About
Multimodal LLM Agents — A Self-Paced Course
This is a free, self-paced version of CS 6960: Multimodal LLM Agents, a graduate course taught by Kenneth Marino at the University of Utah. All lecture slides, readings, and exercises are freely available here.
Course Description
This course explores the rapidly developing area of multimodal large language models in embodied settings. Students will learn the foundations of reinforcement learning and large language models to understand how large-scale models can be deployed to multimodal environments.

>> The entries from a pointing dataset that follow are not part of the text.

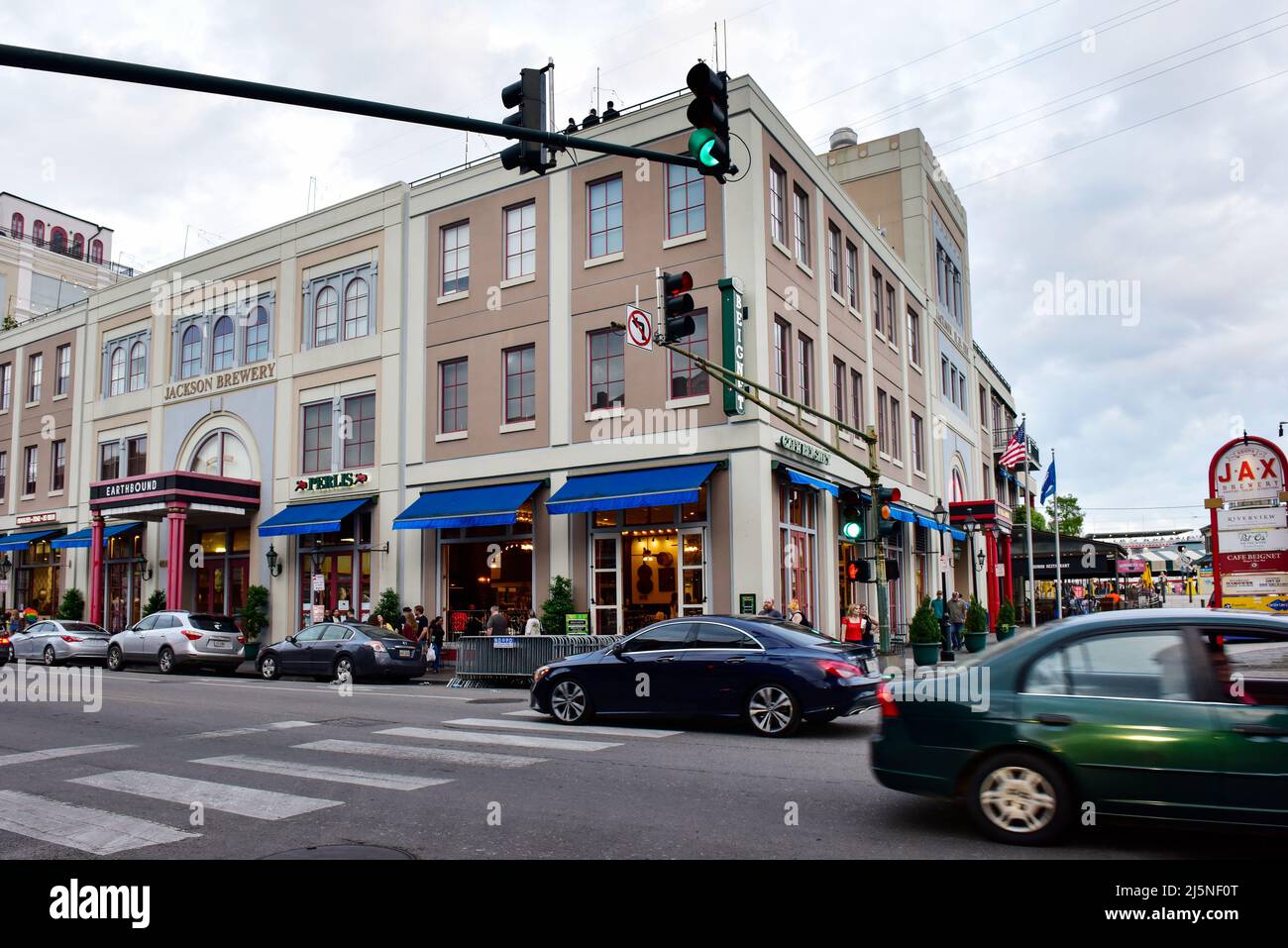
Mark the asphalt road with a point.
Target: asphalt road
(207, 767)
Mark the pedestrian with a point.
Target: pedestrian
(497, 622)
(768, 609)
(956, 618)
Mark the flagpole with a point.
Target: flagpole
(1028, 527)
(1055, 517)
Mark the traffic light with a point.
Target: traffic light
(708, 115)
(887, 524)
(527, 95)
(851, 514)
(677, 305)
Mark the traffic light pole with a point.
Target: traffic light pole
(117, 71)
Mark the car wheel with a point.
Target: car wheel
(268, 669)
(570, 703)
(1020, 797)
(773, 711)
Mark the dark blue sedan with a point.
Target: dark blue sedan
(331, 651)
(771, 673)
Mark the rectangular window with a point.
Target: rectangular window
(64, 369)
(317, 438)
(851, 275)
(687, 378)
(360, 443)
(782, 357)
(833, 258)
(136, 456)
(520, 382)
(918, 459)
(806, 369)
(800, 224)
(605, 350)
(604, 217)
(520, 240)
(456, 258)
(35, 375)
(454, 385)
(777, 204)
(31, 471)
(58, 466)
(686, 201)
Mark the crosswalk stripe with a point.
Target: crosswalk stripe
(52, 753)
(80, 827)
(320, 772)
(245, 801)
(550, 743)
(562, 728)
(437, 755)
(254, 729)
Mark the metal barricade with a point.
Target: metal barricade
(511, 659)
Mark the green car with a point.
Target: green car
(1177, 714)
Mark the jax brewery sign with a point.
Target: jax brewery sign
(1249, 537)
(219, 381)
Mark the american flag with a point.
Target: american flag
(1017, 449)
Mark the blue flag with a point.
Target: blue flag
(1048, 484)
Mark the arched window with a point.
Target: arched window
(117, 373)
(189, 360)
(138, 366)
(223, 455)
(356, 308)
(326, 316)
(257, 337)
(222, 351)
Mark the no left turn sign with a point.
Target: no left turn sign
(639, 329)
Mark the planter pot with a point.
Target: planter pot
(925, 653)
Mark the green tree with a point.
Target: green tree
(73, 605)
(1070, 514)
(558, 605)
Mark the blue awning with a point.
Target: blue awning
(799, 478)
(309, 518)
(18, 541)
(468, 506)
(630, 488)
(82, 537)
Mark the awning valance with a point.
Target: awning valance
(309, 518)
(630, 488)
(81, 539)
(468, 506)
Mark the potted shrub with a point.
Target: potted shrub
(977, 626)
(1005, 621)
(254, 616)
(923, 635)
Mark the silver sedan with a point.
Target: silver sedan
(55, 642)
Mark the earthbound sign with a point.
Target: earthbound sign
(219, 381)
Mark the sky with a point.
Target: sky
(1119, 151)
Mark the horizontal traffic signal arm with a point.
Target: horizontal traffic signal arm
(117, 71)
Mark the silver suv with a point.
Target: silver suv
(174, 639)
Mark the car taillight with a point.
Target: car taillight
(889, 707)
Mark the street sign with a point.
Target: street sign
(639, 329)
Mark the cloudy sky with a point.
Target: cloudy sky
(1091, 141)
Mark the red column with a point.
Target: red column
(95, 570)
(176, 518)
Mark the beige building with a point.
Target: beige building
(421, 389)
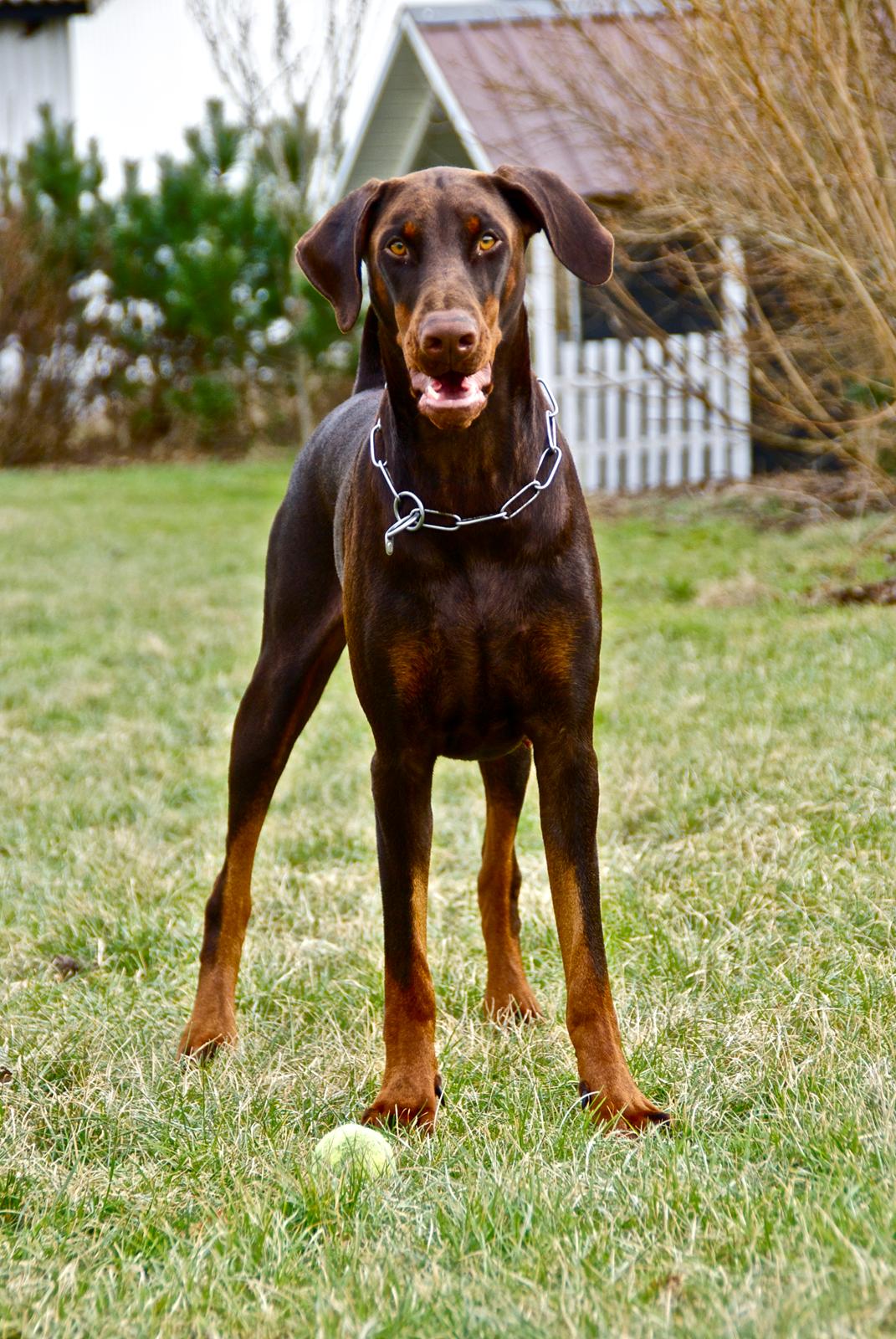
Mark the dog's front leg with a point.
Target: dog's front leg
(412, 1088)
(570, 792)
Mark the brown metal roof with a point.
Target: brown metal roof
(30, 10)
(516, 82)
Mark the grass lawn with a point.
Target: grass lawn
(748, 743)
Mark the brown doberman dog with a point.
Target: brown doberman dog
(466, 640)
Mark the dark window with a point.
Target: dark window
(671, 287)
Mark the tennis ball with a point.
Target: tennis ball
(354, 1148)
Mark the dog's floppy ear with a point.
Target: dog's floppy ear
(576, 238)
(331, 252)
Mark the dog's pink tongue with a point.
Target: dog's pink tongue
(450, 387)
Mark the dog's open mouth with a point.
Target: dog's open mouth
(452, 398)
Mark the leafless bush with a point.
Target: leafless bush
(775, 124)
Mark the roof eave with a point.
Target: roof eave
(406, 28)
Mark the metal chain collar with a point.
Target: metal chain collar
(524, 497)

Topics include control flow and scaffolding for agents (ReAct, tool use), coding agents, game-playing agents, computer use, and robotics. The course combines lecture slides, paper readings, and programming exercises.
Topics Covered
| Module | Topics |
|---|---|
| Introduction & Prerequisites | Course overview, RL basics, LLM basics, VLM basics |
| Agent Frameworks | ReAct, chain-of-thought, reflection, reasoning |
| Retrieval and Memory | RAG, dense retrieval, memory-augmented agents |
| Tool Use | Tool-augmented LMs, Toolformer, function calling, MCP |
| Code Agents | SWE-bench, coding agent systems, code execution |
| Agent Evaluation | Benchmarks, evaluation methodology, LLM-as-judge |
| Assistant Agents | General-purpose agents, web agents, task benchmarks |
| Game Agents | Game-playing, interactive environments |
| Computer Use | GUI agents, computer use benchmarks |
| Robotics | Embodied agents, robot learning |
Prerequisites
There are no formal prerequisites, but some familiarity with the following will help:
- Machine learning fundamentals
- Basics of natural language processing
- Python programming
How to Use This Course
This is a self-paced course — there are no deadlines or grades. Work through the modules in order, read the recommended papers, and complete the optional exercises if you’d like hands-on practice.

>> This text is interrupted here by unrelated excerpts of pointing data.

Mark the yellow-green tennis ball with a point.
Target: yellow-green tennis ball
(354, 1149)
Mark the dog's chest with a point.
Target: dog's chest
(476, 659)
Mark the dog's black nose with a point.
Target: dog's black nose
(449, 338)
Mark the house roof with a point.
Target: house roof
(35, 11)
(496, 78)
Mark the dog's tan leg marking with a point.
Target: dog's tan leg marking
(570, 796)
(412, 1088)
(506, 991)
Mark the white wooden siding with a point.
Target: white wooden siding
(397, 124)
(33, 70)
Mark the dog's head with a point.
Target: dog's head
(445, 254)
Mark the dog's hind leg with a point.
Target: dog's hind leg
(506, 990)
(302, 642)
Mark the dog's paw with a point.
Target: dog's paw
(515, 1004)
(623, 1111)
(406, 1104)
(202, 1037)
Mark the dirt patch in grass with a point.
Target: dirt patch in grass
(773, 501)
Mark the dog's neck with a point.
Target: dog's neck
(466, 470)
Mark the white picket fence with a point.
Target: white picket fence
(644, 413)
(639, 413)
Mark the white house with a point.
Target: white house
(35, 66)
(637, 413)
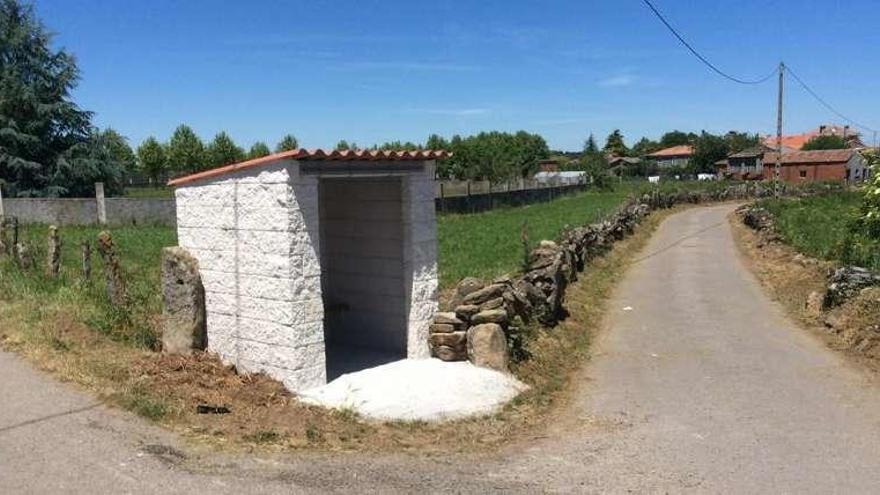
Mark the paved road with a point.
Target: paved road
(699, 384)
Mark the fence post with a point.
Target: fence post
(102, 207)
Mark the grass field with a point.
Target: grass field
(818, 226)
(488, 244)
(144, 192)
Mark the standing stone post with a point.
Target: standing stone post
(23, 255)
(86, 269)
(112, 271)
(183, 303)
(102, 206)
(53, 252)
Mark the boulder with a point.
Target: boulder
(466, 311)
(448, 318)
(183, 303)
(456, 340)
(847, 282)
(814, 304)
(492, 303)
(446, 353)
(466, 286)
(484, 294)
(441, 328)
(498, 316)
(487, 346)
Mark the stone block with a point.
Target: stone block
(487, 346)
(183, 303)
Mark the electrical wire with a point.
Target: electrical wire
(699, 56)
(825, 103)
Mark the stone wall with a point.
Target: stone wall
(487, 201)
(538, 293)
(64, 211)
(256, 238)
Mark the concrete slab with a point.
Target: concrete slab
(418, 390)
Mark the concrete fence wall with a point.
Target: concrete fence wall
(120, 211)
(156, 211)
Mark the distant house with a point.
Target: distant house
(548, 165)
(844, 165)
(564, 178)
(676, 156)
(747, 164)
(618, 165)
(795, 142)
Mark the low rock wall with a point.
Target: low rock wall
(538, 293)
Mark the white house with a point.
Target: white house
(315, 263)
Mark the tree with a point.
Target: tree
(738, 141)
(343, 145)
(644, 147)
(186, 153)
(258, 150)
(708, 149)
(44, 136)
(590, 145)
(287, 143)
(222, 151)
(676, 138)
(614, 144)
(151, 159)
(436, 142)
(119, 149)
(825, 142)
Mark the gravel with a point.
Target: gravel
(418, 389)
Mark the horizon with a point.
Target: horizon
(383, 72)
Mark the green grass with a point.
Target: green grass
(149, 192)
(818, 226)
(488, 244)
(140, 251)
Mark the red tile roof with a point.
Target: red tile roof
(320, 155)
(814, 156)
(680, 150)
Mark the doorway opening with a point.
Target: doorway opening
(362, 272)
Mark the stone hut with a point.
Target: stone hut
(315, 263)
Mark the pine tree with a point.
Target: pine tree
(258, 150)
(48, 146)
(222, 151)
(186, 153)
(151, 159)
(287, 143)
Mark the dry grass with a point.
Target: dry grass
(789, 278)
(263, 416)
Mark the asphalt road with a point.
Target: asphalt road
(699, 384)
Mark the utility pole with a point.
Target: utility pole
(778, 168)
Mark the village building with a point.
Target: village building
(675, 156)
(315, 263)
(795, 142)
(844, 165)
(747, 164)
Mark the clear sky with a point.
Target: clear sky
(373, 71)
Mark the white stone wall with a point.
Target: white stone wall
(420, 258)
(362, 252)
(255, 234)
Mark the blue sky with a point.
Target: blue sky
(372, 71)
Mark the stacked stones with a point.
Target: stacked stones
(487, 316)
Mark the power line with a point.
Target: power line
(699, 56)
(825, 103)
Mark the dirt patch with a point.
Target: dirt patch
(793, 279)
(212, 405)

Each module on the Lectures & Resources page contains lecture slides, recordings, and recommended readings.
Get started → Lectures & Resources
Related Courses
- Duke Course — Building Intelligent Agents with Frontier Models
- Berkeley Course — Advanced Large Language Model Agents
- MOOC — Advanced Large Language Model Agents
About the Instructor
Kenneth Marino is a faculty member at the Kahlert School of Computing at the University of Utah, where he teaches CS 6960 and researches multimodal AI and agents. This site is maintained as a public companion to that course.